Cette quête d’efficacité peut se heurter à plusieurs obstacles lorsque les récits se font trop abondants. En 2007, Nicolas Sarkozy pose avec sa nouvelle compagne Carla Bruni dans le parc d’attractions Disneyland Paris. En 2008, la crise financière frappe et contraint le chef de l’Etat à changer son storytelling. Jusqu’à en abuser. « Il a tellement multiplié les histoires racontées qu’il a dévalorisé la confiance, décrit Christian Salmon. Cette inflation d’histoires nuit à la crédibilité du narrateur. D’un récit néolibéral, il est passé à une narration presque d’extrême gauche. »

De nouveaux outils qui réinventent les récits

Au risque d’une perte de cohérence ? Le sociologue Philippe Riutort pointe l’accoutumance des électeurs à la consommation de contenu politique. « Le storytelling fonctionnera pour les plus intéressés. Un grand nombre d’électeurs ne lisent pas les livres politiques, ne regardent pas les interviews, et pourtant, ils votent. » Les électeurs baignent au milieu d’une abondance de récits dont ils connaissent les codes.

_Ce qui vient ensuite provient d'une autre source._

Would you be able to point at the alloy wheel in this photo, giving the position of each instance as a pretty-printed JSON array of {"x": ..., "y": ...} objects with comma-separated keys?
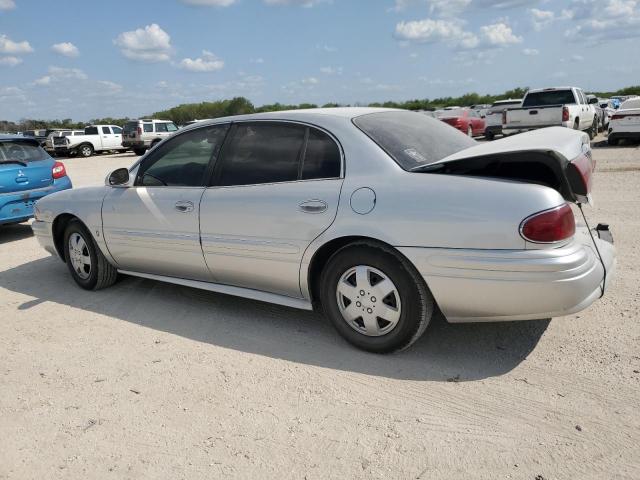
[
  {"x": 79, "y": 256},
  {"x": 368, "y": 300}
]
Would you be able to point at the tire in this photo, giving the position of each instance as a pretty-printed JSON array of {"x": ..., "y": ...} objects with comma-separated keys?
[
  {"x": 85, "y": 150},
  {"x": 369, "y": 268},
  {"x": 87, "y": 265}
]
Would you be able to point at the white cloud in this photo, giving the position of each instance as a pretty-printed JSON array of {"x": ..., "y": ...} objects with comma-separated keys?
[
  {"x": 541, "y": 18},
  {"x": 10, "y": 47},
  {"x": 331, "y": 70},
  {"x": 10, "y": 61},
  {"x": 66, "y": 49},
  {"x": 499, "y": 35},
  {"x": 207, "y": 63},
  {"x": 452, "y": 32},
  {"x": 148, "y": 44},
  {"x": 7, "y": 5},
  {"x": 209, "y": 3}
]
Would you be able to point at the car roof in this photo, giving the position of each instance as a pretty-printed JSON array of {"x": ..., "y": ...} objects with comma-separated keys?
[
  {"x": 302, "y": 115},
  {"x": 13, "y": 138}
]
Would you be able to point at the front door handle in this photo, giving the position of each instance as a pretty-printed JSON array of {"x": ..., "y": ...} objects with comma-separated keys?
[
  {"x": 184, "y": 207},
  {"x": 313, "y": 206}
]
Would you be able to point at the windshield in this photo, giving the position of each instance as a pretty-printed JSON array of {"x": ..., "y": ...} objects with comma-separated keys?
[
  {"x": 551, "y": 97},
  {"x": 22, "y": 151},
  {"x": 411, "y": 139}
]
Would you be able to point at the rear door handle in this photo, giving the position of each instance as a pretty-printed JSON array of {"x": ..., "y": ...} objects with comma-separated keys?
[
  {"x": 184, "y": 207},
  {"x": 313, "y": 206}
]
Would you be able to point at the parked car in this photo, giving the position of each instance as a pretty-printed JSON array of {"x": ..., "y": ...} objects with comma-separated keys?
[
  {"x": 27, "y": 173},
  {"x": 548, "y": 107},
  {"x": 50, "y": 147},
  {"x": 493, "y": 119},
  {"x": 140, "y": 135},
  {"x": 96, "y": 138},
  {"x": 374, "y": 216},
  {"x": 625, "y": 123},
  {"x": 464, "y": 119}
]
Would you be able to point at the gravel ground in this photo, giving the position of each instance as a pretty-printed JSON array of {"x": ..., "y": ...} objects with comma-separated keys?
[{"x": 149, "y": 380}]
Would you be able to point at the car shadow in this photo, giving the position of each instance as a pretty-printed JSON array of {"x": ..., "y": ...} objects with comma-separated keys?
[
  {"x": 15, "y": 232},
  {"x": 447, "y": 352}
]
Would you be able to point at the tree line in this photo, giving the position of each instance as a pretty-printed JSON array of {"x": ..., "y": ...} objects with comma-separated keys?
[{"x": 187, "y": 112}]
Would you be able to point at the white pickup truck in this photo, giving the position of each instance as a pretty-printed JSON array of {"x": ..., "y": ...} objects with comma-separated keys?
[
  {"x": 552, "y": 107},
  {"x": 96, "y": 138}
]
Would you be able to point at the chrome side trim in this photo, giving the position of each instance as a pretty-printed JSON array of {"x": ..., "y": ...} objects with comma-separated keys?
[{"x": 228, "y": 290}]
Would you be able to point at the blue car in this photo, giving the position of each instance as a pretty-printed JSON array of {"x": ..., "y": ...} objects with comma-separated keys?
[{"x": 27, "y": 173}]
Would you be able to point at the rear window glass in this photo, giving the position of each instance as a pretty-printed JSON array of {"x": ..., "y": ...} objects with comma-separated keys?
[
  {"x": 544, "y": 99},
  {"x": 412, "y": 139},
  {"x": 130, "y": 127},
  {"x": 21, "y": 152}
]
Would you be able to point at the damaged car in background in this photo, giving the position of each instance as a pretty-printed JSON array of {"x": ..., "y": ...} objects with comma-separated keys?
[{"x": 376, "y": 217}]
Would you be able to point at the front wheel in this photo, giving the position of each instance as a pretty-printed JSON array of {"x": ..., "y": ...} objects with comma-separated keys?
[
  {"x": 87, "y": 265},
  {"x": 375, "y": 298}
]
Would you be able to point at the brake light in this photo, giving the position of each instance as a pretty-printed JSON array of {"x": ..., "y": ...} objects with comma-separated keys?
[
  {"x": 58, "y": 170},
  {"x": 549, "y": 226}
]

La mise en place d’un storytelling dépend en fait de la personnalité du candidat et de son équipe de communicants. « Franchement, je ne vois pas Zemmour nous raconter ses enfants, sa vie, ce n’est pas le registre qu’il a choisi », fait remarquer Philippe Riutort.
Pour réussir le coup parfait, la simple volonté de se dévoiler ne suffit pas. Les candidats doivent se saisir des nouvelles plateformes de communication car l’émergence des réseaux sociaux ne rime pas avec épuisement du storytelling. Ce canal permet au récit héroïque de se perpétuer, selon Julien Longhi, grâce à une « disponibilité un peu nouvelle et une offre de certaines plateformes pour pouvoir faire du storytelling de manière intelligente ou au moins un peu nourrie. Est-ce qu’ils le feront ? Ce sera un des enseignements de la campagne ».